Dr. Jürgen Brand: SPD Hagen begrüßt rot-grünen Koalitionsvertrag


Dr. Jürgen Brand, Vorsitzender der SPD Hagen
Die SPD Hagen hat in einer gemeinsamen parteiöffentlichen Sitzung von Unterbezirksvorstand und -ausschuss am Donnerstagabend den zwischen der NRWSPD und Bündnis 90/Die Grünen ausgehandelten Koalitionsvertrag im Hinblick auf den Samstag stattfindenden SPD-Landesparteitag beraten. Geschlossen begrüßt die SPD Hagen ausdrücklich die in der Vereinbarung formulierten Ziele einer künftigen rot-grünen Landesregierung.

In einer offenen Diskussionsrunde erörterten die Hagener SPD-Mitglieder den 89 Seiten umfassenden Koalitionsvertrag. Dabei konzentriert sich die SPD beim versprochenen Politikwechsel für NRW auf die fünf zentralen Aufgabenbereiche Bildung, Wirtschaft und Ökologische Erneuerung, Arbeitsmarktpolitik, Kommunen sowie Sozialer Zusammenhalt.

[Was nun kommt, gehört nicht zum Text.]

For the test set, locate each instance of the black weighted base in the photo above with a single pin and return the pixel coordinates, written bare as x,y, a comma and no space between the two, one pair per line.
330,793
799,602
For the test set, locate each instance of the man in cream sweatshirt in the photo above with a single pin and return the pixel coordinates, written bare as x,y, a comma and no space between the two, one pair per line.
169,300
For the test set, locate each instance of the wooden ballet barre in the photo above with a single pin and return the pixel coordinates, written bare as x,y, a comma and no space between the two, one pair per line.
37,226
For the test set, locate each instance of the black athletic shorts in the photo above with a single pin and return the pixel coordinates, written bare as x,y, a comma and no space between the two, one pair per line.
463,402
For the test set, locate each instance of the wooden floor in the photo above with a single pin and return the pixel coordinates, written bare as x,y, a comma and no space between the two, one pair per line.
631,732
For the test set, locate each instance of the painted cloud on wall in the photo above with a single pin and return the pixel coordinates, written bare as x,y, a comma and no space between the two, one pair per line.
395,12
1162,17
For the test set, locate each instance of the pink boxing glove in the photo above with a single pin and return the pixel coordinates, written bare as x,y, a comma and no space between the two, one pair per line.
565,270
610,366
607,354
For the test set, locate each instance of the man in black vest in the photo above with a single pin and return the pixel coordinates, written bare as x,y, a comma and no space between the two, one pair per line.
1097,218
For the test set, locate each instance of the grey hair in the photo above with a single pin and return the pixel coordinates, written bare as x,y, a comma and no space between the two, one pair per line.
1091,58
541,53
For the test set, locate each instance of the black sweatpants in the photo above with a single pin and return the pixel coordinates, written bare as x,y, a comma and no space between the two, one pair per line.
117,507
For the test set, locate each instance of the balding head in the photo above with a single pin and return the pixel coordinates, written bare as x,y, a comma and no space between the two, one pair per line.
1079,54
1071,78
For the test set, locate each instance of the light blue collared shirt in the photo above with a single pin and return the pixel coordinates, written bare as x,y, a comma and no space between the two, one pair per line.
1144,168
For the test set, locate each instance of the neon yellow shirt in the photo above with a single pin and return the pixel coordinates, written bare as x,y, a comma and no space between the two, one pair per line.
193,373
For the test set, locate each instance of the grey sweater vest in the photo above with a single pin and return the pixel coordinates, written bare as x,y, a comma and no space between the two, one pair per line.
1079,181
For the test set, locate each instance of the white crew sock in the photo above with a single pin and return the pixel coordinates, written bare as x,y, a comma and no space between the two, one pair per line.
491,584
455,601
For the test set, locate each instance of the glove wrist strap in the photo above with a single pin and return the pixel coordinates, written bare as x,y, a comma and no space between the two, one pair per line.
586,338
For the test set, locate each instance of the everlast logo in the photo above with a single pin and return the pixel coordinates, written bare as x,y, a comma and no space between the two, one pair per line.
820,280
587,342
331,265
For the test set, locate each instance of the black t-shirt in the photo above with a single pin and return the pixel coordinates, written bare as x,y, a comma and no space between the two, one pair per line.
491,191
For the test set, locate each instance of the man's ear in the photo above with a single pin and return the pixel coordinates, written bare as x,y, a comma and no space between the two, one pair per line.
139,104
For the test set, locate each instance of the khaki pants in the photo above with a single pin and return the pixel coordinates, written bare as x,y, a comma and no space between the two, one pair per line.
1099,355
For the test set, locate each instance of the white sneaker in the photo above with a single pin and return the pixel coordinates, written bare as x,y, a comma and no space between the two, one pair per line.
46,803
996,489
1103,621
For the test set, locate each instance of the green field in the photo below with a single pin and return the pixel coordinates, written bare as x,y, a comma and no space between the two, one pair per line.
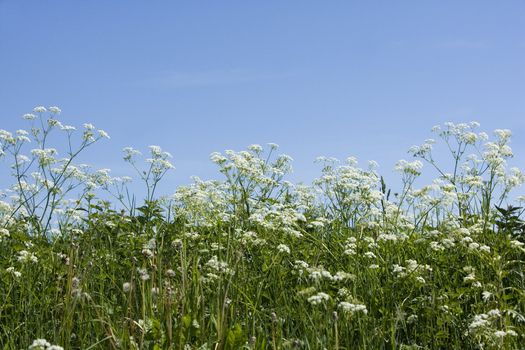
253,261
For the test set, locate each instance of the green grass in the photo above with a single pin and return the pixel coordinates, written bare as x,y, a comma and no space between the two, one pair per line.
254,262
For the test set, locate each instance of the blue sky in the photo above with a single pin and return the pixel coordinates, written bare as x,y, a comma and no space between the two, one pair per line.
335,78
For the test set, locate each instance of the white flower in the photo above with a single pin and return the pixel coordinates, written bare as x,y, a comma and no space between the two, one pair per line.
25,256
283,248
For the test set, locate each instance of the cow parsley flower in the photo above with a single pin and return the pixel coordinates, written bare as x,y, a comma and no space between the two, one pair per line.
318,298
283,248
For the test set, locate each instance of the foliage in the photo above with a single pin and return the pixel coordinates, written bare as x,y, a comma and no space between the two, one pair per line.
254,261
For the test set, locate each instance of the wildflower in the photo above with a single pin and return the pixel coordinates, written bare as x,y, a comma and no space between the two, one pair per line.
143,274
4,233
486,295
12,271
283,248
412,319
25,256
500,334
370,255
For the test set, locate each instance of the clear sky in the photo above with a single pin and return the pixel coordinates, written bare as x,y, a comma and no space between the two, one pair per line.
335,78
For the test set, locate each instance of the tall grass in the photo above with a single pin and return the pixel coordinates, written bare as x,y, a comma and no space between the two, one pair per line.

„Insgesamt enthält der Koalitionsvertrag eine erfreulich deutlich erkennbare sozialdemokratische Handschrift, so dass wir bei unseren zentralen Wahlkampfversprechen wie ein längeres gemeinsames Lernen, Abschaffung der Studiengebühren, Ausbau der erneuerbaren Energien oder NRW als Mitbestimmungsland Nummer Eins auch Wort halten“, fasst der Hagener SPD-Vorsitzende Dr. Jürgen Brand das positive Meinungsbild zusammen.

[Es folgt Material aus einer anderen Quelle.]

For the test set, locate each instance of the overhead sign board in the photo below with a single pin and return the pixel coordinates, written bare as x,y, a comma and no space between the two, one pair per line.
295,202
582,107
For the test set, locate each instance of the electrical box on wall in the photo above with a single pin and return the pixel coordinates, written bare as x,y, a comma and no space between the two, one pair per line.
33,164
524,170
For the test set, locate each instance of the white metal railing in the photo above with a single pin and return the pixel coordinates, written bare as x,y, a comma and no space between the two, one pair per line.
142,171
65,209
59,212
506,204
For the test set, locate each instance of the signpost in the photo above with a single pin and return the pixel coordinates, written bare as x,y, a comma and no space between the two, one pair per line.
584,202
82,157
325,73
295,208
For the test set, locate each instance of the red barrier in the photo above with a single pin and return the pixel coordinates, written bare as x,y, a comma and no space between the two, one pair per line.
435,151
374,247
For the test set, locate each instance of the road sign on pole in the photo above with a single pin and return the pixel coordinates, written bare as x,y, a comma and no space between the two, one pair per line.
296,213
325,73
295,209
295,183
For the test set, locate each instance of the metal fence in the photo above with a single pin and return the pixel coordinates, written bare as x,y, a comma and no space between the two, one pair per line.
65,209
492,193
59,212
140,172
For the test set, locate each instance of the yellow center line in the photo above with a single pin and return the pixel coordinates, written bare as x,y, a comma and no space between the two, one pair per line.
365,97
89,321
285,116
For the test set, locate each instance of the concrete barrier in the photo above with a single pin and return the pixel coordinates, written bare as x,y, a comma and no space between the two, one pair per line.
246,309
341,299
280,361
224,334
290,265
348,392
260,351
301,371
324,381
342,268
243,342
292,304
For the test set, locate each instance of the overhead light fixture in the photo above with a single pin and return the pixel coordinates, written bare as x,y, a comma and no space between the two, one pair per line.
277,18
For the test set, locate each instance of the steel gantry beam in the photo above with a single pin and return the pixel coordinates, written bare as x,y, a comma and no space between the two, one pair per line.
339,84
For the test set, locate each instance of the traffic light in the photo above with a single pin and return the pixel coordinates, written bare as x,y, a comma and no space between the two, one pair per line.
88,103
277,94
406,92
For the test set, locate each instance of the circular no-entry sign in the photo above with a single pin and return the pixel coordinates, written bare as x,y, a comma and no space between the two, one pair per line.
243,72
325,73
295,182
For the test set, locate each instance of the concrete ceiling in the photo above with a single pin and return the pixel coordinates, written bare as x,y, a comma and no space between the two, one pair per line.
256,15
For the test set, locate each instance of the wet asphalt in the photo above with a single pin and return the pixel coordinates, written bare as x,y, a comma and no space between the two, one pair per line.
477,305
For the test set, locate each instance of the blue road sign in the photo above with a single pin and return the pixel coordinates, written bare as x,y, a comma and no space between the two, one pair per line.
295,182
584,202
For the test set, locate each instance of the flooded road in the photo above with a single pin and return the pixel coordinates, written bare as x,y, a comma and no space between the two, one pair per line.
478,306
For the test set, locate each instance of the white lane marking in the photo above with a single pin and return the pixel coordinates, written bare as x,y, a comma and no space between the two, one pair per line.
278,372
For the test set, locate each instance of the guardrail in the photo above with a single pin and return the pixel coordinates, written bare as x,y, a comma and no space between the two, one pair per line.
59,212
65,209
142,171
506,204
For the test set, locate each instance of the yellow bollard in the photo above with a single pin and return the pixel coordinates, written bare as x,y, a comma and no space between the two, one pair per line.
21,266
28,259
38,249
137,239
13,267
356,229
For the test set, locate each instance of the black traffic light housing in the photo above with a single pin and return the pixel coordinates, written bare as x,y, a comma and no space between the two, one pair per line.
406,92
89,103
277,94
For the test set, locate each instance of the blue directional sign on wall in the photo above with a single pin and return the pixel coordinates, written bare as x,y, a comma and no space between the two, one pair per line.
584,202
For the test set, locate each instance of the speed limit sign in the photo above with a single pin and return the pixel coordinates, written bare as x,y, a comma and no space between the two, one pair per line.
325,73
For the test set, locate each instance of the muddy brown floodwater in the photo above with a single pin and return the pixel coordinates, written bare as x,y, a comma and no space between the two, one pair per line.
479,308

Als von besonderer Bedeutung für Hagen wurden die Kommunalfinanzen thematisiert. „Wir nehmen mit Interesse die Erklärung der neuen rot-grünen Landesregierung entgegen, dass sie sich als ‚Anwalt der Kommunen‘ sieht und konkrete Maßnahmen wie Konsolidierungshilfen für besonders verschuldete Gemeinden sowie eine gerechtere Gemeindefinanzierung auf den Weg bringen will.“, begrüßt Dr. Jürgen Brand die Zielsetzungen aus kommunaler Sicht.

Mit Blick auf die sich abzeichnenden Personalveränderungen im Rahmen des Regierungswechsels wurde in der Diskussion auch die Erwartungshaltung der SPD Hagen nach Abberufung des Regierungspräsidenten Helmut Diegel (CDU) deutlich. Dieser habe sein Amt nur allzu oft parteiisch ausgeübt und zu Wahlkampfzwecken missbraucht.